Abstract
The parahippocampal cortex (PHC) has been implicated in several cognitive processes, most prominently in place-related processing, in episodic memory, and, recently, in processing contextual associations (Bar and Aminoff, 2003). These seemingly independent processes have the unifying characteristic of dependence on associations. Consequently, we proposed that the PHC mediates general processing of associations, regardless of their use in navigation, memory or context. A place within the PHC, termed the parahippocampal place area (PPA), has specifically been implicated in processing space and landmark-related information.

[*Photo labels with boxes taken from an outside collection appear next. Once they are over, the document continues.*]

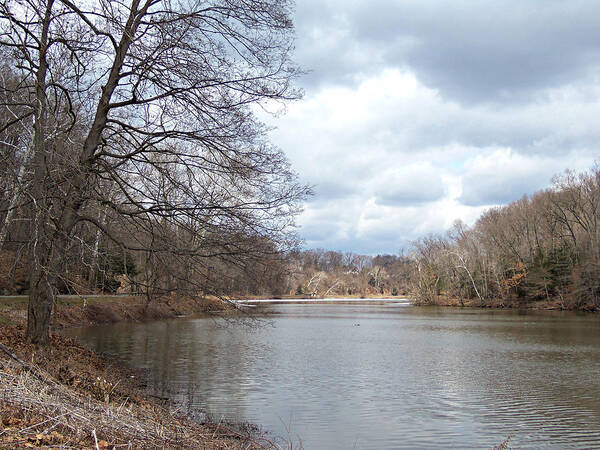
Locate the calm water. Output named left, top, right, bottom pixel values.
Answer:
left=64, top=305, right=600, bottom=449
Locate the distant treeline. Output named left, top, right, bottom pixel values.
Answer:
left=410, top=167, right=600, bottom=310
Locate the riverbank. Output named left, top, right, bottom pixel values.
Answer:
left=0, top=295, right=236, bottom=330
left=0, top=326, right=278, bottom=449
left=413, top=295, right=600, bottom=312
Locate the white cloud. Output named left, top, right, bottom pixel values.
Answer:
left=255, top=0, right=600, bottom=253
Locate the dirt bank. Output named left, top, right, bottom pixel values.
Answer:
left=0, top=326, right=277, bottom=449
left=0, top=295, right=235, bottom=330
left=415, top=295, right=598, bottom=312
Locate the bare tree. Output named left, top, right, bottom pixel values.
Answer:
left=0, top=0, right=307, bottom=344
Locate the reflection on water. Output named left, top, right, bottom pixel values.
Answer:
left=63, top=305, right=600, bottom=449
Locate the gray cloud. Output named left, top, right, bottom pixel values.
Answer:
left=298, top=0, right=600, bottom=102
left=258, top=0, right=600, bottom=254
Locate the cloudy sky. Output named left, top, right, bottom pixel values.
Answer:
left=267, top=0, right=600, bottom=254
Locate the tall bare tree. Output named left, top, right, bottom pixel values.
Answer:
left=0, top=0, right=307, bottom=344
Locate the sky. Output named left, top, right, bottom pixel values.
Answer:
left=265, top=0, right=600, bottom=255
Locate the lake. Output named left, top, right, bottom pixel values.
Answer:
left=65, top=304, right=600, bottom=449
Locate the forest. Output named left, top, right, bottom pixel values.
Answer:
left=411, top=167, right=600, bottom=310
left=0, top=168, right=600, bottom=310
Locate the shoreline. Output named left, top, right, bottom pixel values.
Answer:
left=0, top=326, right=278, bottom=449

Because the representation of a landmark can be considered an associative conjunction of individual constituents, we re-interpreted place-related activity in the PHC as reflecting spatial associative processing. We tested this idea here by creating novel associations among novel visual patterns that had no prior association with any place or concept. Subjects were trained to associate each of the studied patterns with one of three conditions: Spatial (3 items always appearing together in the same spatial configuration), Non-Spatial (3 items in random locations), or No-Association (an item appearing alone in a random location). The studied items were presented individually to subjects while using fMRI. All associated items activated the PHC: items associated with spatial contexts activated the posterior PHC whereas items associated with non-spatial contexts activated the anterior PHC. This replicates the hierarchical organization we have reported previously using pictures of real objects. Furthermore, a PPA localizer scan revealed that photographs of places (e.g., a street) elicited activation confined to the posterior PHC, as the spatial, meaningless, patterns we used. This study provides evidence that the PHC has a global role of processing associations in general, with a hierarchy depending, at least in part, on degree of spatial specificity.
Supported By: NINDS R01 NS050615 and the James S. McDonnell Foundation #21002039.